« Il est clair que le président (américain Donald Trump) nourrit le souhait de s’emparer du Groenland », a dit Lars Løkke Rasmussen à la presse. Or, il n’est « absolument pas nécessaire » que les Etats-Unis prennent le contrôle de ce territoire autonome danois, a-t-il estimé.
Le Danemark veut « travailler en étroite collaboration avec les Etats-Unis, mais cela doit, bien sûr, être une coopération respectueuse », a ajouté M. Løkke Rasmussen.
La rencontre des ministres danois et groenlandais des Affaires étrangères avec le secrétaire d’Etat Marco Rubio et le vice-président JD Vance a duré un peu plus d’une heure.

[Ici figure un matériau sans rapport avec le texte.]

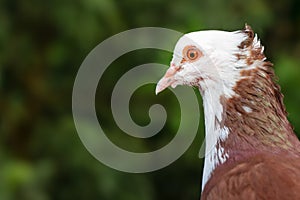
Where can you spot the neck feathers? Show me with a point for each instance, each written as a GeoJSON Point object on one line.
{"type": "Point", "coordinates": [252, 120]}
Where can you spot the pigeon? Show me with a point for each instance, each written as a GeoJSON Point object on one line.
{"type": "Point", "coordinates": [251, 149]}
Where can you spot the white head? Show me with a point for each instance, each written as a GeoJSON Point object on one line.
{"type": "Point", "coordinates": [210, 60]}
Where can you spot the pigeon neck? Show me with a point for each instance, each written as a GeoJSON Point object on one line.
{"type": "Point", "coordinates": [251, 121]}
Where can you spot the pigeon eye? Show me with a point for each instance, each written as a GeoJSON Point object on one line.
{"type": "Point", "coordinates": [192, 53]}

« Nous avons convenu qu’il faut regarder vers l’avenir et travailler à un accord renforcé entre les pays », a dit la cheffe de la diplomatie groenlandaise Vivian Motzfeldt.
La réunion avait été précédée de nouvelles menaces de Donald Trump de s’emparer de l’île arctique.

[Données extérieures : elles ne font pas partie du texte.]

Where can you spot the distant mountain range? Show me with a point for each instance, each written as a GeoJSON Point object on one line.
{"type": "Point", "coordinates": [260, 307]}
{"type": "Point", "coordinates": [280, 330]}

Les Etats-Unis « ont besoin du Groenland pour des raisons de sécurité nationale. Il est vital pour le Dôme d’Or que nous construisons », a-t-il dit sur son réseau Truth Social, en référence à un gigantesque projet américain de bouclier antimissiles. Il a également appelé l’Otan à le soutenir dans sa démarche.
Le Danemark a annoncé mercredi qu’il renforçait « dès aujourd’hui » sa présence militaire au Groenland. La Suède, l’Allemagne, la Norvège et la France ont annoncé participer à une mission militaire européenne sur l’île arctique.